Thursday, November 11, 2010

Smell This

In my house there are three cats, a dog, assorted fish, a guinea pig, two kids, and a husband. There are always smells to be identified and defeated. Unfortunately, many of those smells come from Gabe. You see, he claims he is a super hero, Fart Boy to be exact. Of course there are the powers that come from his bottom but also, his enhanced powers that his daddy helps him develop by giving him garlic bologna. His bad breath power keeps the girls away which in Gabe’s eyes is the best power ever. So, as you can imagine, the story I am about to tell you could have gone several different ways.

This morning Fart Boy was in my bathroom and I was in my bedroom putting on my makeup.
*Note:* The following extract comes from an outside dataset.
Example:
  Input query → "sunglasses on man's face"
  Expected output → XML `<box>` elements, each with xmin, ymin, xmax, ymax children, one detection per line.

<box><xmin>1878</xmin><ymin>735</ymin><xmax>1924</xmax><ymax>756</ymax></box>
He opened the door and came running out to me. He said, “Momma, I just pooped in there. Smell my hands.” He then shoved his hands toward my face. I recoiled with the instincts of a cat and asked, “Did you wash your hands?” He looked at his hands and said, “Oh” and ran back into the bathroom.

Thankfully, when I mentioned the hand washing he realized that after he had washed his hands, he hadn’t dried them. He ran to the bathroom to do that and then return and said, “I washed them. Smell them. I did it all by myself.” He was so proud of himself and I was so thankful! His little hands smelled like yummy raspberry soap. All was good in the Schrec house.